Resulta lógico que la gente se indigne cuando conocen la manera en que, a la vista de todos, nuestros gobernantes despilfarran los fondos del estado en caprichos tan innecesarios como fastuosos. Costosísimos automóviles, lujosos aviones privados, faraónicos despachos, pantagruélicas comidas, lujuriosas bacanales… dan fe de un tren de vida más propio de jeques árabes que de representantes de la ciudadanía. En unos tiempos en que la mayoría de la población se las ve y se las desea para llegar a fin de mes, es imposible contemplar con indiferencia el hecho de que los mismos políticos que nos piden austeridad y apreturas de cinturón se comporten como auténticos manirrotos a sabiendas de que los cargos les facultan, tácitamente, a ingresar en la tropa de Alí Babá y a disponer de su célebre cueva pronunciando el sencillo santo y seña de “ábrete erario público”.

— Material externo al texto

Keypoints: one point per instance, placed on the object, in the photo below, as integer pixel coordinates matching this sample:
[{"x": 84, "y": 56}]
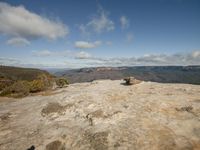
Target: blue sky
[{"x": 77, "y": 33}]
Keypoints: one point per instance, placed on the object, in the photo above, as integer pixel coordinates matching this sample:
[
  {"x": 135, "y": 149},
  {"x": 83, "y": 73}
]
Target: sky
[{"x": 90, "y": 33}]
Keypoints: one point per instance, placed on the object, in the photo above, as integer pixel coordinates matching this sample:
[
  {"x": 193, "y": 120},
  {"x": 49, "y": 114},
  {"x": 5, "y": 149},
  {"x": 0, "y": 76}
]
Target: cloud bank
[
  {"x": 18, "y": 22},
  {"x": 85, "y": 59},
  {"x": 124, "y": 22},
  {"x": 85, "y": 45},
  {"x": 17, "y": 41},
  {"x": 98, "y": 24},
  {"x": 192, "y": 58}
]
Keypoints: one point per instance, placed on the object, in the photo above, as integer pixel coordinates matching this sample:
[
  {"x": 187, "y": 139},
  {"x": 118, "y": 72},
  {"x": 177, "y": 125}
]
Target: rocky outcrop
[{"x": 131, "y": 81}]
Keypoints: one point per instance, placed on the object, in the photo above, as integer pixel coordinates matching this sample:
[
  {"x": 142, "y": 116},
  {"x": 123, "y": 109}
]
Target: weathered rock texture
[{"x": 104, "y": 115}]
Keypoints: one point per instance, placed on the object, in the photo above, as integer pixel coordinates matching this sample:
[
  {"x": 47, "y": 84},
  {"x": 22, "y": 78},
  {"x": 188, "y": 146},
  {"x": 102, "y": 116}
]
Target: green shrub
[
  {"x": 5, "y": 83},
  {"x": 61, "y": 82},
  {"x": 18, "y": 89}
]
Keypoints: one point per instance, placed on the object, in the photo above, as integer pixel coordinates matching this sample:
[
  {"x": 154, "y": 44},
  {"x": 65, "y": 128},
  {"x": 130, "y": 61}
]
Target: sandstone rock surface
[{"x": 104, "y": 115}]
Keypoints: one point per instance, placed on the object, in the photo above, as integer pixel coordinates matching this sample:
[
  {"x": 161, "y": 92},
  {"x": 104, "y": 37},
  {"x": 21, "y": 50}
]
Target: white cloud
[
  {"x": 82, "y": 55},
  {"x": 98, "y": 24},
  {"x": 82, "y": 59},
  {"x": 84, "y": 44},
  {"x": 17, "y": 41},
  {"x": 124, "y": 22},
  {"x": 43, "y": 53},
  {"x": 17, "y": 21},
  {"x": 129, "y": 37},
  {"x": 109, "y": 43},
  {"x": 192, "y": 58},
  {"x": 9, "y": 61},
  {"x": 47, "y": 53}
]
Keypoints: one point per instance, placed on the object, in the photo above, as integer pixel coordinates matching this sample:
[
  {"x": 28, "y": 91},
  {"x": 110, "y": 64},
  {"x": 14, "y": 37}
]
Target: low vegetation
[
  {"x": 61, "y": 82},
  {"x": 20, "y": 82}
]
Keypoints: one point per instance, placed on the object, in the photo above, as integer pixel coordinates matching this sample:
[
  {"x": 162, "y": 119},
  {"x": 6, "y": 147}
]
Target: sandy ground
[{"x": 104, "y": 115}]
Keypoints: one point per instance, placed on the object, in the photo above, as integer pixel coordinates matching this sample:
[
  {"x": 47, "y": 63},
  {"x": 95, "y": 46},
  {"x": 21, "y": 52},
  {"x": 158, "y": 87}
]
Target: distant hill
[{"x": 163, "y": 74}]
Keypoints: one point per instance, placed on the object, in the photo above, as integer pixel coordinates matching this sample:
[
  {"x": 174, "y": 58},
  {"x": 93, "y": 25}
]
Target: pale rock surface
[{"x": 104, "y": 115}]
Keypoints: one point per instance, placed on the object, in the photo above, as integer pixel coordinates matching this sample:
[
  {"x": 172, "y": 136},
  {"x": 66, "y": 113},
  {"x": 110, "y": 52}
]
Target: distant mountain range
[{"x": 163, "y": 74}]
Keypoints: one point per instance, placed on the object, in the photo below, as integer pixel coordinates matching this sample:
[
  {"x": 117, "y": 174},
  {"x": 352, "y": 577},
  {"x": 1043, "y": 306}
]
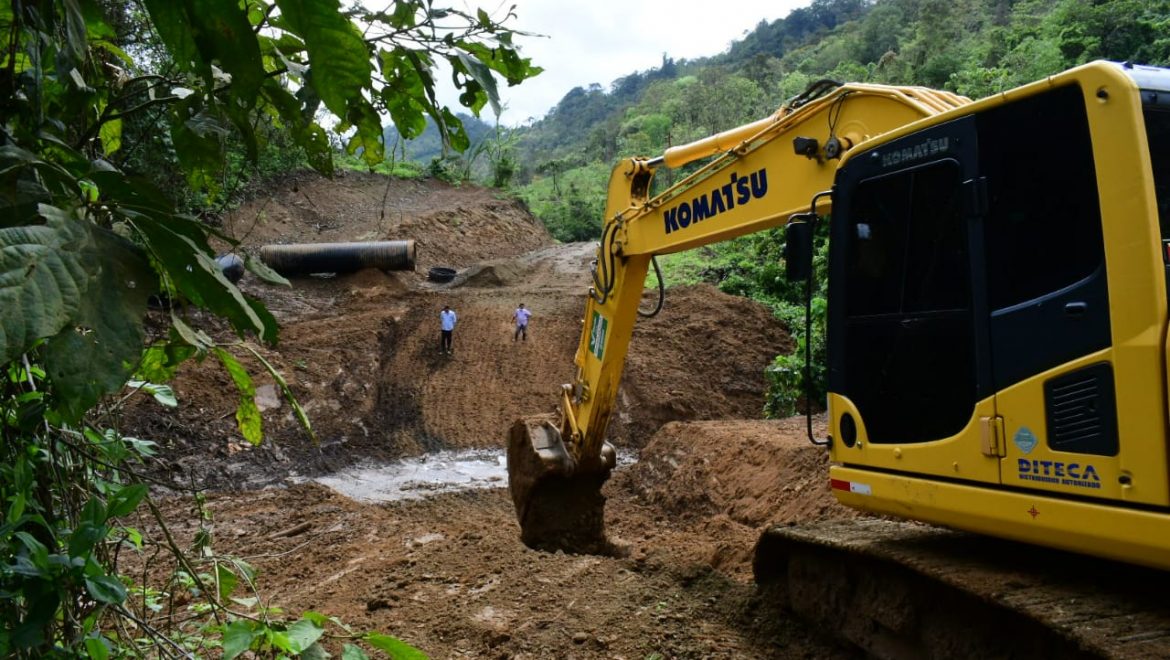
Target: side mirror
[{"x": 798, "y": 249}]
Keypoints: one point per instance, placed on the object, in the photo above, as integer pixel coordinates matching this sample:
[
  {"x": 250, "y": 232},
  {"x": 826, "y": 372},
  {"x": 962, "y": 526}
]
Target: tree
[{"x": 84, "y": 246}]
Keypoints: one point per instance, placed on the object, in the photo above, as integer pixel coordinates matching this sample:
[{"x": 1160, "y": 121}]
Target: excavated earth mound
[{"x": 448, "y": 572}]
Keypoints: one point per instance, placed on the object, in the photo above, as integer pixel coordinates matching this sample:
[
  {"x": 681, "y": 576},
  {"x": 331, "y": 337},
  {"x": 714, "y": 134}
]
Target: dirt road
[{"x": 448, "y": 573}]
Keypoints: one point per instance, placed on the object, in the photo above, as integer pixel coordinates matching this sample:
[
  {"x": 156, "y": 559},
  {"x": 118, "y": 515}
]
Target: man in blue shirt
[
  {"x": 447, "y": 325},
  {"x": 521, "y": 317}
]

Estos abusos son prácticas habituales en todas las administraciones y además de un ejemplo poco edificante para los ciudadanos sirven de pantalla a un escándalo mucho más trascendente para el porvenir de la nación: la hipertrofia burocrática. Aparte de diputados (pulsadores de botones sería un término más descriptivo) y senadores (puro cartón piedra), tenemos 17 parlamentos autonómicos atiborrados de “bocas” que mantener y unas infladas (por mor del nepotismo) administraciones regionales y locales. En total, tres millones de funcionarios que deben ser financiados por el poco número de personas que trabajan en el sector privado, o sea, los que de verdad producen.

En sus tiempos más gloriosos (siglo III d.C.) el Imperio Romano que ocupaba una superficie que hoy estaría repartida entre más de 30 estados y que albergaba a unos 70 millones de personas, contaba con un cuerpo administrativo que no llegaba a los 20.000 efectivos. Con tan raquítica administración Roma llevó (con la eficacia que el tiempo se ha encargado de demostrar) el progreso, la cultura y el bienestar económico y social hasta los confines de su imperio, al punto de crear lo que hoy llamamos “civilización occidental”.

Salvando las distancias, el éxito de gobernar con tan reducido aparato burocrático se basaba en ocuparse solo de aspectos esenciales; mantener el orden y recaudar impuestos para pagar salarios, sufragar gastos militares y construir obra pública (comparen la fiabilidad de la autopista de la Expo o “A-92” con, por ejemplo, el acueducto de Segovia). La racanería funcionarial de los romanos propició la necesidad de hacer méritos para pertenecer a ella.

Por el contrario, nuestra inflación burocrática favorece el enchufismo y la injerencia en la vida de la gente con normas y trabas que justifiquen tan exagerada contratación de personal. Y todo para que sea el “Vuelva usted mañana” de Larra, la cantinela con que se despacha al sufrido contribuyente.